Normalization matters. The variance threshold operates on the actual feature values. When using TorchFeatureExtractor with normalize=True (the default), steady-state variance is z-score normalized, so the raw threshold 1e-6 will not match. Either disable normalization for this workflow or increase the threshold to account for scaling.

Inspect the tiers. If your system has no chaotic behavior, set tiers=["FP", "LC"] to avoid misclassifying noisy limit cycles as chaos. Conversely, tiers=["chaos"] skips structured classification entirely and just clusters everything by spatial location.

Custom sub-classifiers. Each attractor type's Stage 2 step accepts a custom sklearn-compatible estimator. Pass any clusterer that implements fit_predict(). For example, use KMeans(n_clusters=2) as fp_sub_classifier if you know exactly how many fixed points exist.

Handling unbounded trajectories. DynamicalSystemClusterer by itself does not distinguish divergent trajectories from chaotic ones -- both end up in chaos.

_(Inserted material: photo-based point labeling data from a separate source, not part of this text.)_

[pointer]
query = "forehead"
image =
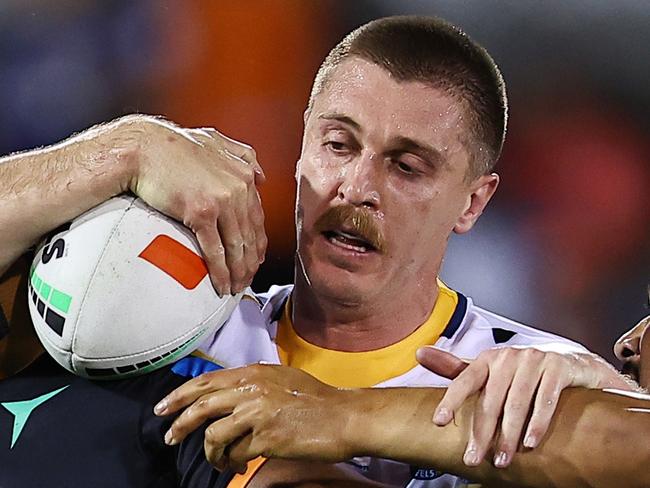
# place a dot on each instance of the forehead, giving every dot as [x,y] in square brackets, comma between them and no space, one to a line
[371,96]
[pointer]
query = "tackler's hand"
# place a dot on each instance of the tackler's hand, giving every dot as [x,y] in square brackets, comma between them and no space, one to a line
[513,383]
[205,180]
[261,410]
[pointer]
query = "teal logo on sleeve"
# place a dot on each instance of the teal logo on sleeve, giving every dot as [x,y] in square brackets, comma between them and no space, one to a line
[23,409]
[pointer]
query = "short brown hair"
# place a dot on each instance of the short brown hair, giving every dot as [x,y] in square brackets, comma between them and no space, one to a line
[434,52]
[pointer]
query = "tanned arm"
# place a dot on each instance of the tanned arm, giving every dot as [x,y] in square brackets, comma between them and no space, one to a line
[597,438]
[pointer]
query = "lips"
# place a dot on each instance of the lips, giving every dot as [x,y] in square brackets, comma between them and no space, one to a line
[349,240]
[631,369]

To separate them, wrap it with UnboundednessMetaEstimator, which detects unbounded solutions via a solver event function before the clusterer runs. The Lorenz case study uses this pattern.

Validation Results

Each case study was run with initial conditions taken from MATLAB bSTAB ground truth CSVs. Predicted labels were mapped to ground truth labels via majority vote per cluster, and the Matthews Correlation Coefficient (MCC) was computed against 5,000--20,000 labeled samples per system. All runs used default clusterer parameters with unnormalized features.

System N Attractors found MCC
Duffing 10,000 5 limit cycles 0.9977
Friction 5,000 1 fixed point, 1 LC 1.0000
Pendulum 10,000 1 fixed point, 1 LC 1.0000
Lorenz 20,000 2 chaotic, 1 unbounded 0.9985

Friction and pendulum achieve perfect classification -- the two attractor types (FP and LC) are cleanly separated by the variance and periodicity thresholds. Duffing is harder because it has five coexisting limit cycles of different periods, yet the hierarchical period-based sub-classification still reaches MCC 0.9977. For Lorenz, the two butterfly attractors overlap in feature space enough to produce a small number of mis-assignments between chaos_0 and chaos_1, but overall accuracy remains high at 0.9985.